Ils avaient à peu près la même petite âme rêveuse et calme. Ils ne se plaisaient qu’aux histoires, aux vieux contes bretons, et leur principal jeu était d’aller les chercher au seuil des portes, comme des mendiants. «Madame ou mon bon monsieur, avez-vous une petite histoire à nous raconter, s’il vous plaît?» Il était rare qu’on ne leur «donnât» point. Quelle est la vieille grand-mère bretonne qui n’a point vu, au moins une fois dans sa vie, danser les korrigans, sur la bruyère, au clair de lune?

Mais leur grande fête était lorsqu’au crépuscule, dans la grande paix du soir, après que le soleil s’était couché dans la mer, le père Daaé venait s’asseoir à côté d’eux sur le bord de la route, et leur contait à voix basse, comme s’il craignait de faire peur aux fantômes qu’il évoquait, les belles, douces ou terribles légendes du pays du Nord. Tantôt, c’était beau comme les contes d’Andersen, tantôt c’était triste comme les chants du grand poète Runeberg. Quand il se taisait, les deux enfants disaient: «Encore!»

Il y avait une histoire qui commençait ainsi:

«Un roi s’était assis dans une petite nacelle, sur une de ces eaux tranquilles et profondes qui s’ouvrent comme un œil brillant au milieu des monts de la Norvège…»

Et une autre:

«La petite Lotte pensait à tout et ne pensait à rien. Oiseau d’été, elle planait dans les rayons d’or du soleil, portant sur ses boucles blondes sa couronne printanière. Son âme était aussi claire, aussi bleue que son regard. Elle câlinait sa mère, elle était fidèle à sa poupée, avait grand soin de sa robe, de ses souliers rouges et de son violon, mais elle aimait, par- dessus toutes choses, entendre en s’endormant l’Ange de la musique.»

Pendant que le bonhomme disait ces choses, Raoul regardait les yeux bleus et la chevelure dorée de Christine. Et Christine pensait que la petite Lotte était bienheureuse d’entendre en s’endormant l’Ange de la musique.

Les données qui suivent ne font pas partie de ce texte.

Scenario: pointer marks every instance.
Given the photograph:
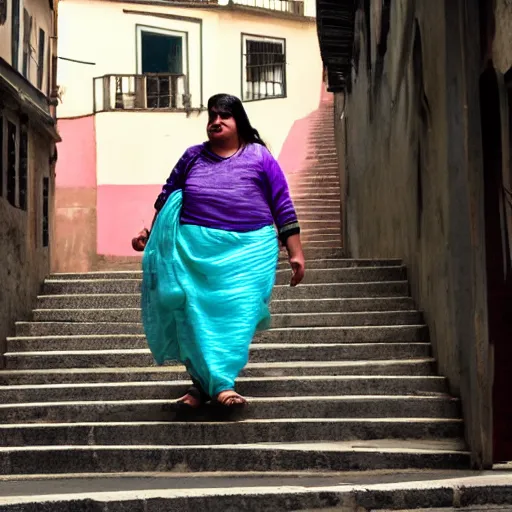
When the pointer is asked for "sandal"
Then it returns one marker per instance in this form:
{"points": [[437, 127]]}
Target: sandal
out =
{"points": [[232, 400], [183, 406]]}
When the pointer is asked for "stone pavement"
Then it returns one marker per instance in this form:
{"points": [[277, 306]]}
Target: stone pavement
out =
{"points": [[274, 492]]}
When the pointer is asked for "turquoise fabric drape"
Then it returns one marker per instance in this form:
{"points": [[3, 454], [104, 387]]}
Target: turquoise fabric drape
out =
{"points": [[205, 292]]}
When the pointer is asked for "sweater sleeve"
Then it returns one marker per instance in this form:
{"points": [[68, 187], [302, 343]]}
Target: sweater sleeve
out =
{"points": [[281, 205], [176, 179]]}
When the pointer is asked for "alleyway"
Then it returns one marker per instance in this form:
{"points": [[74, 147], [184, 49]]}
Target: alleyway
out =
{"points": [[343, 381]]}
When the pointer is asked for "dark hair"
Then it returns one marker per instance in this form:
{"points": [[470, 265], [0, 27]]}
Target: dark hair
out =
{"points": [[233, 105]]}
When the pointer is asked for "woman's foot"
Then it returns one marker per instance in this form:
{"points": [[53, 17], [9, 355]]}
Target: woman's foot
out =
{"points": [[231, 399], [191, 400]]}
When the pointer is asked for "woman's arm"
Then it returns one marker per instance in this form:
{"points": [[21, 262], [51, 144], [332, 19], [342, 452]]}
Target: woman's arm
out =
{"points": [[174, 182], [285, 217]]}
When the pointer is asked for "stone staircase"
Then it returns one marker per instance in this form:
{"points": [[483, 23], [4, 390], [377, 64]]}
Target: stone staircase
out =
{"points": [[344, 380], [315, 188]]}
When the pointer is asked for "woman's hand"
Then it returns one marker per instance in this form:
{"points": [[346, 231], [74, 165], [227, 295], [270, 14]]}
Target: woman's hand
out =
{"points": [[140, 241], [296, 258]]}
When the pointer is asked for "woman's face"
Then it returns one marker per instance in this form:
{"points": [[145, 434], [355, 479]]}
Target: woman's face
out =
{"points": [[221, 125]]}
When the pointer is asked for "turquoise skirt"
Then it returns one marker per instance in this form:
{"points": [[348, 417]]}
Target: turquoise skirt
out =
{"points": [[205, 292]]}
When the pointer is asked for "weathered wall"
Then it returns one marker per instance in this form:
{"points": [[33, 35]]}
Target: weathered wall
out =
{"points": [[414, 181], [25, 262], [75, 197]]}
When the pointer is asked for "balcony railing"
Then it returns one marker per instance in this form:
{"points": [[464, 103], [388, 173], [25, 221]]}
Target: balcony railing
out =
{"points": [[160, 91], [287, 6]]}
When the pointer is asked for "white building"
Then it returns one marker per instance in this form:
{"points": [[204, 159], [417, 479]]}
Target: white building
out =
{"points": [[134, 81], [27, 153]]}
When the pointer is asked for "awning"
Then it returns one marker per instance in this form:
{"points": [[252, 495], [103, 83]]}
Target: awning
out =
{"points": [[335, 27], [27, 98]]}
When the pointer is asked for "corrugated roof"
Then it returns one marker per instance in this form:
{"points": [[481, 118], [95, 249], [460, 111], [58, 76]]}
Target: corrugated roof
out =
{"points": [[335, 26]]}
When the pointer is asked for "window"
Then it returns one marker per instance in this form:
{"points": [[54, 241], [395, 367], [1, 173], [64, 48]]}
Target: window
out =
{"points": [[263, 68], [3, 11], [40, 58], [12, 157], [163, 63], [27, 32], [15, 33], [46, 216], [2, 155], [23, 168]]}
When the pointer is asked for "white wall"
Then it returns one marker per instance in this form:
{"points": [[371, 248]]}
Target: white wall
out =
{"points": [[142, 147]]}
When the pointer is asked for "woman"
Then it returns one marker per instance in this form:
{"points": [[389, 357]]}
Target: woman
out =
{"points": [[209, 264]]}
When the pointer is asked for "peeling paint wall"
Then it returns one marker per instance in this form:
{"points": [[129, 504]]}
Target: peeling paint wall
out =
{"points": [[413, 178], [24, 260]]}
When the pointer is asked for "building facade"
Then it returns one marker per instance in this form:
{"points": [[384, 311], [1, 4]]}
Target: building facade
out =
{"points": [[423, 120], [27, 153], [133, 99]]}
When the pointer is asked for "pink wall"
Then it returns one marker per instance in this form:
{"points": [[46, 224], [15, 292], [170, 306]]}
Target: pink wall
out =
{"points": [[112, 214], [76, 166], [75, 197], [121, 210]]}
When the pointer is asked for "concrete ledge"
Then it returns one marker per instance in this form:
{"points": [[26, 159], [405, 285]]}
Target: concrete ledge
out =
{"points": [[431, 490]]}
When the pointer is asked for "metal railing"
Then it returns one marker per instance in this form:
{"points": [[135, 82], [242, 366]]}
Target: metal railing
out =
{"points": [[287, 6], [159, 91]]}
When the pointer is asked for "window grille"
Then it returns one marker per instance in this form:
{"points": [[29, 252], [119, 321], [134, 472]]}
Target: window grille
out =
{"points": [[264, 68]]}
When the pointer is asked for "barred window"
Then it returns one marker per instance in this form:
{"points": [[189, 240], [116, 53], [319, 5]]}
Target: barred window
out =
{"points": [[264, 68]]}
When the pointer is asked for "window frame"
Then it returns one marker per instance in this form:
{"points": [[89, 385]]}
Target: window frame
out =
{"points": [[166, 32], [243, 67], [41, 57], [15, 202], [15, 34]]}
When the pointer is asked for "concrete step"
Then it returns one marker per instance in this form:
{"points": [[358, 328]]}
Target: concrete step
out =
{"points": [[417, 367], [343, 263], [334, 407], [316, 195], [248, 386], [453, 490], [332, 216], [323, 231], [294, 319], [121, 304], [132, 351], [310, 238], [311, 202], [260, 457], [308, 224], [129, 282], [343, 333], [322, 243], [219, 433], [106, 263]]}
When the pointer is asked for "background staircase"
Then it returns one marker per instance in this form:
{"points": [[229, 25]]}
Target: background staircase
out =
{"points": [[344, 380]]}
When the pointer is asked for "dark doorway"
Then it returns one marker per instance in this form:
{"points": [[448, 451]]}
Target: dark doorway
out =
{"points": [[499, 283], [161, 53]]}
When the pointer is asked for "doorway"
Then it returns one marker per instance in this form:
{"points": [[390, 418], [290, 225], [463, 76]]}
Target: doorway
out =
{"points": [[498, 264]]}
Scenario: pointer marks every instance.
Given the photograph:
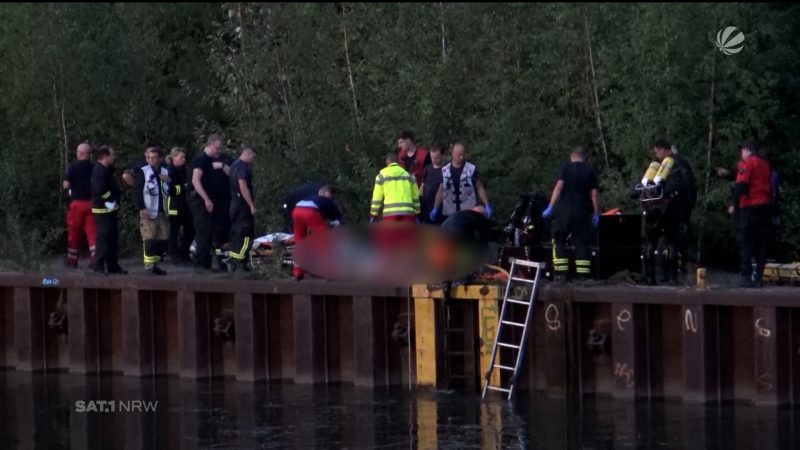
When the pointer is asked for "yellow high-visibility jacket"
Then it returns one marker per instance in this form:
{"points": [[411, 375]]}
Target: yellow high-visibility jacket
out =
{"points": [[395, 193]]}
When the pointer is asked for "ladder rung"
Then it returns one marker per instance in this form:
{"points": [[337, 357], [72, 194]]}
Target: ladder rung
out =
{"points": [[523, 280], [497, 389], [501, 344], [517, 301]]}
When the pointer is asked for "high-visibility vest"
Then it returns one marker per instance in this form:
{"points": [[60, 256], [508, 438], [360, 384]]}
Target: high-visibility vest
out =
{"points": [[395, 193], [152, 185]]}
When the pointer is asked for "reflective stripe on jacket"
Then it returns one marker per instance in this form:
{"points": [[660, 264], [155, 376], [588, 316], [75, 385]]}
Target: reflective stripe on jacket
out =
{"points": [[395, 193]]}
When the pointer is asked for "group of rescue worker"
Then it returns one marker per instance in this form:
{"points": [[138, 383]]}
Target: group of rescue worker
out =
{"points": [[212, 208], [215, 207]]}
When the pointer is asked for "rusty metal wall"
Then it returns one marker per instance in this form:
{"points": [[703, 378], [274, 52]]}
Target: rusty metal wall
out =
{"points": [[624, 341]]}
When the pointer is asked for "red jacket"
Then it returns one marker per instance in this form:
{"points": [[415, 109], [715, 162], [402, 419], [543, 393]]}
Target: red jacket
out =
{"points": [[755, 173], [417, 166]]}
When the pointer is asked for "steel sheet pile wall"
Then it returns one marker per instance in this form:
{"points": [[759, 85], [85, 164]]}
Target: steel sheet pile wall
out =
{"points": [[310, 332]]}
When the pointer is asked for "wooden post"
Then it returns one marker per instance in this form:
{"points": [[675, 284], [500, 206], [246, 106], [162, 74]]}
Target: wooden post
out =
{"points": [[425, 340], [488, 319]]}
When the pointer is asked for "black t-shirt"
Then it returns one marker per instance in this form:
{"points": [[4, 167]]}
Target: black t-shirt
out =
{"points": [[214, 181], [579, 180], [133, 167], [177, 176], [79, 175], [455, 172], [432, 177], [301, 193], [240, 171], [327, 208]]}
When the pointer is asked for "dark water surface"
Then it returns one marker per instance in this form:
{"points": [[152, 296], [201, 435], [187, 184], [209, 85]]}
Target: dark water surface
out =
{"points": [[39, 411]]}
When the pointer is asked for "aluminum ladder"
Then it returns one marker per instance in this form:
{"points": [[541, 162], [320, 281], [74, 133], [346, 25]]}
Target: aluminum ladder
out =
{"points": [[518, 347]]}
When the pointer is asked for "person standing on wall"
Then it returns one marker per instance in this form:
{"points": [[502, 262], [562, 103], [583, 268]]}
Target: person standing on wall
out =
{"points": [[431, 180], [105, 207], [575, 210], [207, 200], [395, 196], [180, 217], [242, 210], [150, 196], [461, 187], [751, 210]]}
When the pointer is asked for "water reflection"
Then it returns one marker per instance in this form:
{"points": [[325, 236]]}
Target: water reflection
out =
{"points": [[38, 411]]}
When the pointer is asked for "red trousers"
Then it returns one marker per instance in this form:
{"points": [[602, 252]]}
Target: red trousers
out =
{"points": [[409, 218], [79, 221], [305, 220]]}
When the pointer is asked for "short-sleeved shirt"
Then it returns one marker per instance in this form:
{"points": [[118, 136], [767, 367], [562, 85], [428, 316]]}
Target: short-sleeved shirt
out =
{"points": [[755, 171], [214, 181], [432, 177], [134, 166], [579, 181], [79, 175], [240, 171]]}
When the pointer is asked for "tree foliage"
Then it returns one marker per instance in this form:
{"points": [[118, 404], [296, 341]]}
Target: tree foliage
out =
{"points": [[323, 89]]}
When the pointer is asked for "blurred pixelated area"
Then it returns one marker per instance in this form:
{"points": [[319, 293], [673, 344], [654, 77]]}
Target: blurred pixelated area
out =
{"points": [[390, 254]]}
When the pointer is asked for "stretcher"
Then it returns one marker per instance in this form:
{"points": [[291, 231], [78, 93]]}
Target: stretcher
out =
{"points": [[782, 273]]}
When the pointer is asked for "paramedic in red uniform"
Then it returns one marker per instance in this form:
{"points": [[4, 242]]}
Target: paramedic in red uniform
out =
{"points": [[751, 211], [313, 214], [78, 182]]}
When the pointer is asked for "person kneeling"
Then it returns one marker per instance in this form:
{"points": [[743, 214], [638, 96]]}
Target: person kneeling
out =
{"points": [[313, 214]]}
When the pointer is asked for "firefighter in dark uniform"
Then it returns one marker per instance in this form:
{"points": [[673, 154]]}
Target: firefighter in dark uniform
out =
{"points": [[669, 217], [105, 207], [242, 210], [751, 210], [210, 201], [575, 210], [180, 218]]}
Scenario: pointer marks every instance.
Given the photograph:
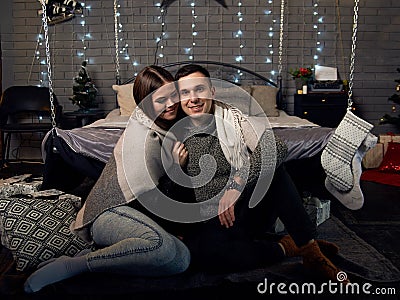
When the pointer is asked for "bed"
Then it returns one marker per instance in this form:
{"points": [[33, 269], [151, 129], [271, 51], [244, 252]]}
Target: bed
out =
{"points": [[83, 152]]}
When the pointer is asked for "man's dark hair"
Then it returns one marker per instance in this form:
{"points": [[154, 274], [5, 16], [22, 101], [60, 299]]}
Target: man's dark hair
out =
{"points": [[190, 69]]}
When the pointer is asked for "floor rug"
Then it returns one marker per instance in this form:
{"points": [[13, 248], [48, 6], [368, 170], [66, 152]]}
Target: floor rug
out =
{"points": [[360, 261]]}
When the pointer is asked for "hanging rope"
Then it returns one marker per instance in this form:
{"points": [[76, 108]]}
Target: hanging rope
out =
{"points": [[48, 59], [281, 23], [353, 54], [117, 66]]}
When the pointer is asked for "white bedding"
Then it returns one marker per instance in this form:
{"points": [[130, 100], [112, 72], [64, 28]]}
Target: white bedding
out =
{"points": [[285, 121]]}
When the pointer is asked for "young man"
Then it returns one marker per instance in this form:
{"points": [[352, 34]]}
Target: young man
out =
{"points": [[238, 164]]}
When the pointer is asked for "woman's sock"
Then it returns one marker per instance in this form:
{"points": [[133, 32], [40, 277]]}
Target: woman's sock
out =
{"points": [[59, 269]]}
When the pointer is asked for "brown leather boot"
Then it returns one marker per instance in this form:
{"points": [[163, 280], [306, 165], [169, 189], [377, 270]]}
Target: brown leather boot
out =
{"points": [[327, 248], [315, 261]]}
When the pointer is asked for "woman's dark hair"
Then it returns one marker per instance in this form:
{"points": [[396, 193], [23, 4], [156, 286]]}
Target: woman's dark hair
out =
{"points": [[146, 82]]}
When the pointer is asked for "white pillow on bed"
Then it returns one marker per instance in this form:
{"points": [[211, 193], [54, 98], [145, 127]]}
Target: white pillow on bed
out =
{"points": [[265, 96], [125, 99]]}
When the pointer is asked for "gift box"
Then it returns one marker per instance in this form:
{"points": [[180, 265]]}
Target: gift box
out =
{"points": [[374, 156], [386, 138], [318, 209], [19, 185]]}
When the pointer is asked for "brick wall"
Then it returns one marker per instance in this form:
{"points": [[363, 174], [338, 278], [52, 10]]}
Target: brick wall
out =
{"points": [[377, 49]]}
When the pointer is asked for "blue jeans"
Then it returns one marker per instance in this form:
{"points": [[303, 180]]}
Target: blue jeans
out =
{"points": [[131, 243]]}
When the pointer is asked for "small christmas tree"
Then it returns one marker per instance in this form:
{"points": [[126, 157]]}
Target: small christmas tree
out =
{"points": [[395, 98], [84, 90]]}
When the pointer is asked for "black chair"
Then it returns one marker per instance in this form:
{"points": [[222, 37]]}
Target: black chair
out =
{"points": [[25, 109]]}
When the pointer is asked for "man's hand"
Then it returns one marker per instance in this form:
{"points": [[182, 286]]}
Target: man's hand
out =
{"points": [[226, 208], [180, 154]]}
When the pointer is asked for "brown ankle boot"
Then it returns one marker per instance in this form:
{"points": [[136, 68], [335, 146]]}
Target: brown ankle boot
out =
{"points": [[327, 248], [315, 261], [290, 246]]}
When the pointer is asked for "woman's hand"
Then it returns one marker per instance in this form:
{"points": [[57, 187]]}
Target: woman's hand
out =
{"points": [[180, 154], [226, 208]]}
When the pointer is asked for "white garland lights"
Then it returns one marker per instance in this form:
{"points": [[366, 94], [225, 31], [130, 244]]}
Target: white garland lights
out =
{"points": [[190, 51], [124, 51], [84, 34], [160, 39], [270, 32], [238, 34], [317, 20]]}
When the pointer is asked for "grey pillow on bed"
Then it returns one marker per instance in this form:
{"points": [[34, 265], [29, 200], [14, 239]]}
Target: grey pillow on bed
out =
{"points": [[236, 96], [241, 97], [266, 97]]}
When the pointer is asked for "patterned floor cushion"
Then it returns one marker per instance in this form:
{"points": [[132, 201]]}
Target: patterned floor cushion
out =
{"points": [[37, 229]]}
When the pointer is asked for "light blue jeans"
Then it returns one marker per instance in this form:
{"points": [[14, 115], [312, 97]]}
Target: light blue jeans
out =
{"points": [[131, 243]]}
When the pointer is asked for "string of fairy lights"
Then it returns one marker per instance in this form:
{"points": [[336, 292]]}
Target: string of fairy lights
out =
{"points": [[317, 20], [269, 59], [272, 29]]}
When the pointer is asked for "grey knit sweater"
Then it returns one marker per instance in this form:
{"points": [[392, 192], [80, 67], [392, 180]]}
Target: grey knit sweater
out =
{"points": [[201, 141]]}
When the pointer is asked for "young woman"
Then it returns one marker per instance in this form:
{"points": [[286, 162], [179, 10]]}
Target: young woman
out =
{"points": [[123, 239], [235, 238]]}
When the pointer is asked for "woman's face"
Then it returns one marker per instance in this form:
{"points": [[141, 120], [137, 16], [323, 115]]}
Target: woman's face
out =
{"points": [[166, 102]]}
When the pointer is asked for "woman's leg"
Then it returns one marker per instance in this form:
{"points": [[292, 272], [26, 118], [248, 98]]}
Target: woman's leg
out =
{"points": [[131, 244]]}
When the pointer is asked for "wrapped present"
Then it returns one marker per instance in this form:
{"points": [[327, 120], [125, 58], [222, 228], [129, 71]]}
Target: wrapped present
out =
{"points": [[19, 185], [318, 209], [374, 156], [386, 138]]}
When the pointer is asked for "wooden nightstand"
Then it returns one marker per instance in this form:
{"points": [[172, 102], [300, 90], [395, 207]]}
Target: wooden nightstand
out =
{"points": [[324, 109]]}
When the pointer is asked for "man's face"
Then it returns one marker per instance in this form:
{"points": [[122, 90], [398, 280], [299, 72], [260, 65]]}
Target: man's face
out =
{"points": [[196, 94]]}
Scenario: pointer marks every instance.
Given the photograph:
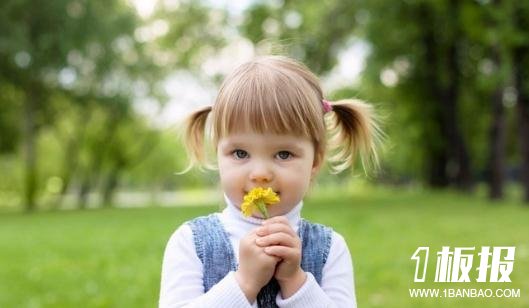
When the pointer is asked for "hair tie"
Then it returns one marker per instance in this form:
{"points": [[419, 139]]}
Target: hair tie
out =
{"points": [[326, 106]]}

Il n’était guère d’histoire du père Daaé où n’intervînt l’Ange de la musique, et les enfants lui demandaient des explications sur cet Ange, à n’en plus finir. Le père Daaé prétendait que tous les grands musiciens, tous les grands artistes reçoivent au moins une fois dans leur vie la visite de l’Ange de la musique. Cet Ange s’est penché quelquefois sur leur berceau, comme il est arrivé à la petite Lotte, et c’est ainsi qu’il y a de petits prodiges qui jouent du violon à six ans mieux que des hommes de cinquante, ce qui, vous l’avouerez, est tout à fait extraordinaire. Quelquefois, l’Ange vient beaucoup plus tard, parce que les enfants ne sont pas sages et ne veulent pas apprendre leur méthode et négligent leurs gammes. Quelquefois, l’Ange ne vient jamais, parce qu’on n’a pas le cœur pur ni une conscience tranquille. On ne voit jamais l’Ange, mais il se fait entendre aux âmes prédestinées. C’est souvent dans les moments qu’elles s’y attendent le moins, quand elles sont tristes et découragées. Alors, l’oreille perçoit tout à coup des harmonies célestes, une voix divine, et s’en souvient toute la vie. Les personnes qui sont visitées par l’Ange en restent comme enflammées. Elles vibrent d’un frisson que ne connaît point le reste des mortels. Et elles ont ce privilège de ne plus pouvoir toucher un instrument ou ouvrir la bouche pour chanter, sans faire entendre des sons qui font honte par leur beauté à tous les autres sons humains.

Les gens qui ne savent pas que l’Ange a visité ces personnes disent qu’elles ont du génie.

La petite Christine demandait à son papa s’il avait entendu l’Ange. Mais le père Daaé secouait la tête tristement, puis son regard brillait en regardant son enfant et lui disait:

«Toi, mon enfant, tu l’entendras un jour! Quand je serai au ciel, je te l’enverrai, je te le promets!»